An infomercial thing? Oh no! And now I own one. And love it. What's next—a Veg-O-Matic? A Torso Ball? A Turbie Twist or a Watanabe Pillow?
Mr. Google took me to InfomercialHell.com and there I met Tony Little and immediately felt embarrassed to think that Tony and I share our love for the Beast. I can't call it a Gazelle anymore.
"Hey!" Tony says to actress Darla Haun, "Did you know the Gazelle can help your love life?"
"No, I didn't know that, how?" Darla responds. I think I should trust Darla because she's done a dozen infomercials, from Peel-Away-the-Pounds to the Shape-n-Tone Ab Belt. She knows this stuff.
Tony never answers Darla's question directly, but he soon climbs onto the Beast right behind her so they have become one exercising unit swinging back and forth. Maybe that's his answer.
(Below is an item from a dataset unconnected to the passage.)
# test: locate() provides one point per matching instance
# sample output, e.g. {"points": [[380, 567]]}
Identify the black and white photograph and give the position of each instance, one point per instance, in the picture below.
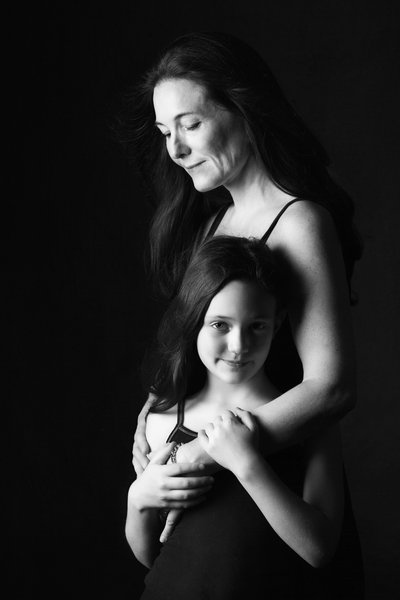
{"points": [[202, 295]]}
The Beast also comes with an instructional DVD led by Sharon Money Twombly—the fitness instructor with the oddest name—but Tony has already spoiled it because now I always think about climbing onto the back of the Beast with Ms. Twombly and exercising together as one unit.
Sharon is a tough taskmaster and Colleen and I both know that we have done some serious work after traveling 20 minutes with her. But there's much more to do. Tony sends his Gazelle into such hyper-action that I expect it to gallop off across the African savannah.
I can pant out my praise of the Beast for anyone who wants to listen, but I haven't yet told the most amazing fact: Almost three weeks have passed since Christmas and the Beast still lives in our living room. Maybe I won't be banished to the garage after all.